Des objets sont répartis dans l’espace. Pièces mécaniques, panneaux vitrés de pare-brise, éléments de pare-chocs, phare scintillant masquant un micro, lumières clignotantes, bande adhésive à rayures délimitant un espace, capot de voiture ou bloc de moulage monumental en cire... Peut-être sommes-nous dans l’instant d’après, celui où les pièces assemblées se désassemblent parce qu’un crash a eu lieu, ou peut-être ne sommes-nous encore qu’au moment où les pièces s’assemblent, pour célébrer celle pour laquelle on a saigné la circularité des villes anciennes, percé des artères, sacrifié une histoire au profit de cet objet qui ronronne, ronfle et souffle, crisse, hoquète ou nous grise au fil de ses déplacements. Un objet qui a conditionné nos existences comme s’il possédait une vie propre, indépendante de sa simple valeur d’usage : la voiture.
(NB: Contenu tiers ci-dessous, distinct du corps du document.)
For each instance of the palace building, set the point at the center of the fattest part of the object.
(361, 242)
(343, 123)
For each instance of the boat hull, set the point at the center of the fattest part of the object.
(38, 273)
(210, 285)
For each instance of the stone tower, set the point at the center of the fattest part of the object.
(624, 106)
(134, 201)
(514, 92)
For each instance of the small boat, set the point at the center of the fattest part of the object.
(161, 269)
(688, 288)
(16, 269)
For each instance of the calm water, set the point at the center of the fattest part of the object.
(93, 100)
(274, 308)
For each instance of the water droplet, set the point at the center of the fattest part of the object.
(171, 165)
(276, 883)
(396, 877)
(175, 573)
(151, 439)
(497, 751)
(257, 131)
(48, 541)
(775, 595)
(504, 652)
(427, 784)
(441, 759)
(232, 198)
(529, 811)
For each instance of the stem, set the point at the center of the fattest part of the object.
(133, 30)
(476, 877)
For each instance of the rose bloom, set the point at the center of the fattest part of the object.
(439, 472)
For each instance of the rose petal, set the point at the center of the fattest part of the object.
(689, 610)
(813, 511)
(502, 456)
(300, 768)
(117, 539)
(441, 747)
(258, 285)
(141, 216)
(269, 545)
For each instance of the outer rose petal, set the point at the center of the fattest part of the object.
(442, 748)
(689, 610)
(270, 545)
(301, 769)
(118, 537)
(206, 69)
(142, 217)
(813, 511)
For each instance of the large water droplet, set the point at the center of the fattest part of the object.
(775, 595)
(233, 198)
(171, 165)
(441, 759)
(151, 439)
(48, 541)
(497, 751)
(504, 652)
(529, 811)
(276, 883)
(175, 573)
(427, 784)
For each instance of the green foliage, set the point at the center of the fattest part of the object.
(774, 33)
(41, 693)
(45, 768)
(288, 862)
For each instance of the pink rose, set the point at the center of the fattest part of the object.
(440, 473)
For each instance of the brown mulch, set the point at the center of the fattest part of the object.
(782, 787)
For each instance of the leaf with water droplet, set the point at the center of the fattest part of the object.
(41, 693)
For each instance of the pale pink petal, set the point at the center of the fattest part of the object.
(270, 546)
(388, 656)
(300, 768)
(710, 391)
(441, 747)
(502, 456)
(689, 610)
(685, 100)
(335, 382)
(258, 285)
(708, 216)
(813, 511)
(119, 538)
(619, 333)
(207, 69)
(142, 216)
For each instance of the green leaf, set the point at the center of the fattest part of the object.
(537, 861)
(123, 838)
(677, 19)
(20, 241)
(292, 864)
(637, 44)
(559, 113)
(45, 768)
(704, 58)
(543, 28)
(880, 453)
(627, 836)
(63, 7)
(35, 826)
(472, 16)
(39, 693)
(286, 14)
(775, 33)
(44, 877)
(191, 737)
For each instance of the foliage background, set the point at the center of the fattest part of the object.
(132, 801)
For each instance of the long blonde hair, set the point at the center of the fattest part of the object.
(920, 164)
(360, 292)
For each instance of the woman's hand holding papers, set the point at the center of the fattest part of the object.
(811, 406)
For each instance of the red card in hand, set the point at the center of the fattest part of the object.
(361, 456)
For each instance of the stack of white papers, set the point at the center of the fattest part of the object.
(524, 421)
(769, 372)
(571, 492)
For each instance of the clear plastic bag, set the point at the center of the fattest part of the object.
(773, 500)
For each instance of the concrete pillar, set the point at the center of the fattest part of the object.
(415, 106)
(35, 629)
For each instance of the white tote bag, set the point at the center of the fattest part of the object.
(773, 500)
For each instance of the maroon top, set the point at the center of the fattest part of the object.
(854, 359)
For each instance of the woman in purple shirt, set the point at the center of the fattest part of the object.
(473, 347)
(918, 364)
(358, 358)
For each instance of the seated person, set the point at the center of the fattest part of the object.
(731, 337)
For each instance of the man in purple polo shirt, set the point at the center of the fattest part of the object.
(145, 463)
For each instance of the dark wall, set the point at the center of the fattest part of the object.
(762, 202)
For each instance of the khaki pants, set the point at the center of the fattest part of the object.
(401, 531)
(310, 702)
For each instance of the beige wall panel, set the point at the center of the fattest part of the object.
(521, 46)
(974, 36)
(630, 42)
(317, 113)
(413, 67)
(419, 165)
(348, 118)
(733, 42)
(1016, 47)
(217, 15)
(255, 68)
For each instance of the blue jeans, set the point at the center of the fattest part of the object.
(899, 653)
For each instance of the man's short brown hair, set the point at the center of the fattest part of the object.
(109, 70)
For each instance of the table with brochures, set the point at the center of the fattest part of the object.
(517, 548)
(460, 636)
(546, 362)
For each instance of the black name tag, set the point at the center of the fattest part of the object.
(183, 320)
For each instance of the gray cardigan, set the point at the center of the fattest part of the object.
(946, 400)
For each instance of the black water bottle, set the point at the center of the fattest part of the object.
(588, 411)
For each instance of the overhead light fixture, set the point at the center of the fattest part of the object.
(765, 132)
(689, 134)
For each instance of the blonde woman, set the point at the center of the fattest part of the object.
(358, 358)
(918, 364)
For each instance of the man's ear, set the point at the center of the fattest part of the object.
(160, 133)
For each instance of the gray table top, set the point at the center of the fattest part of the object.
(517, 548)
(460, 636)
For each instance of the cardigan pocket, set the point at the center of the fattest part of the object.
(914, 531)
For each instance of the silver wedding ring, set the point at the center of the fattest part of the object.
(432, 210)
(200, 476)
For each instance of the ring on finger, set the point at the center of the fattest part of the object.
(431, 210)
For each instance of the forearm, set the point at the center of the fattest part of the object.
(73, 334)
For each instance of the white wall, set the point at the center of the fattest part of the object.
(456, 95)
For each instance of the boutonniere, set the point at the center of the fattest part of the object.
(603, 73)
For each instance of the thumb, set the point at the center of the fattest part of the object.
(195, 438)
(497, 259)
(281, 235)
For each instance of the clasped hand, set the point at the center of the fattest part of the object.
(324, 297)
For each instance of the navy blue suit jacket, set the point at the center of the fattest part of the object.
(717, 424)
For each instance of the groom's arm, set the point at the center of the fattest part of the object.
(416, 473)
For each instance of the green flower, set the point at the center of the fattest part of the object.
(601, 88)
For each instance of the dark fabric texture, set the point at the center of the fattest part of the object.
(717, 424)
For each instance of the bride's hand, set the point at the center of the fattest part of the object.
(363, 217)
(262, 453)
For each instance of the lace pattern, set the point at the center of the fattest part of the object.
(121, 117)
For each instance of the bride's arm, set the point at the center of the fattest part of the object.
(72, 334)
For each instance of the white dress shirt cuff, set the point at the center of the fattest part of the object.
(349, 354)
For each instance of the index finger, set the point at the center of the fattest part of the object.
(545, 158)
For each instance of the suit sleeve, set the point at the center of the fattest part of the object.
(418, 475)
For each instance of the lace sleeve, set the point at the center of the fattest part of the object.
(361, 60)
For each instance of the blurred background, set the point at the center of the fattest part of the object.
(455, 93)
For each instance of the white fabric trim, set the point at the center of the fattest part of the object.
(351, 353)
Objet à chanter, objet à éprouver
Trois comédiens vont se succéder dans l’espace ainsi constitué, expérimentant par la voix, le toucher et le mouvement les fonctions de l’objet et notre rapport avec lui. Il y a, au début du chemin, l’émerveillement et la fascination que la voiture provoque. La sensation de liberté, le sentiment, pour les possesseurs de voiture, d’être élus. Et sa célébration comme un objet de culte, que le spectacle transpose en choisissant de recourir au chant lyrique version opéra. Mais foin de passions humaines, d’amours irrépressibles ou de désespoirs sans fond, le chant dévidera ironiquement, avec la même force de conviction, un catalogue de conseils aux automobilistes et d’analyses de leurs comportements. Il s’attardera sur la vision périphérique, musicalisera la perception du danger, grimpera dans les aigus en abordant l’analyse du risque ou les supputations que conduire occasionne. La hauteur du chant et son intensité évolueront au rythme des sonorités du texte et plus la beauté du chant atteindra les hauteurs de l’âme, plus triviale sera la situation qu’elle décrit, unissant sublime et dérisoire. Les autres comédiens expérimenteront, le premier le thème de la vibration née du contact de l’humain avec une plaque de verre, variable en fonction de la pression exercée, la seconde le poids que représente l’objet en mouvement – en l’occurrence un capot de voiture – en créant une chorégraphie où glissements, pivotements, rotations et portés dessinent dans l’espace la forme de l’objet et sa relation à celle qui le manipule.
Objet à interroger
Cette relation physique aux objets s’accompagne d’interrogations sur la manière dont la voiture amplifie nos perceptions, provoque un désir de jeu, engendre du risque. La voiture-signe devient médium qui violente l’espace, enjeu dont il faut payer le prix, scène d’un théâtre où s’expriment les défis, qu’ils ressortissent de nos peurs individuelles ou du désir de se montrer, de s’exposer. André Gorz, après Baudrillard, est appelé à la rescousse pour révéler l’aliénation qui se cache derrière le sentiment de liberté que la voiture procure, comment elle devient l’instrument d’un système où l’homme est coupé en tranches qui courent d’un endroit à l’autre, pour travailler, habiter, s’approvisionner, s’instruire ou se divertir. Derrière cette désintégration, l’objet vivant, c’est la machine et l’homme la chose à son service. La vitesse devient son arme, elle vit pour elle -même et le rôle dévolu à l’humain n’est plus que celui d’opérateur technique. Le médium est devenu premier et nous n’en sommes que l’accessoire.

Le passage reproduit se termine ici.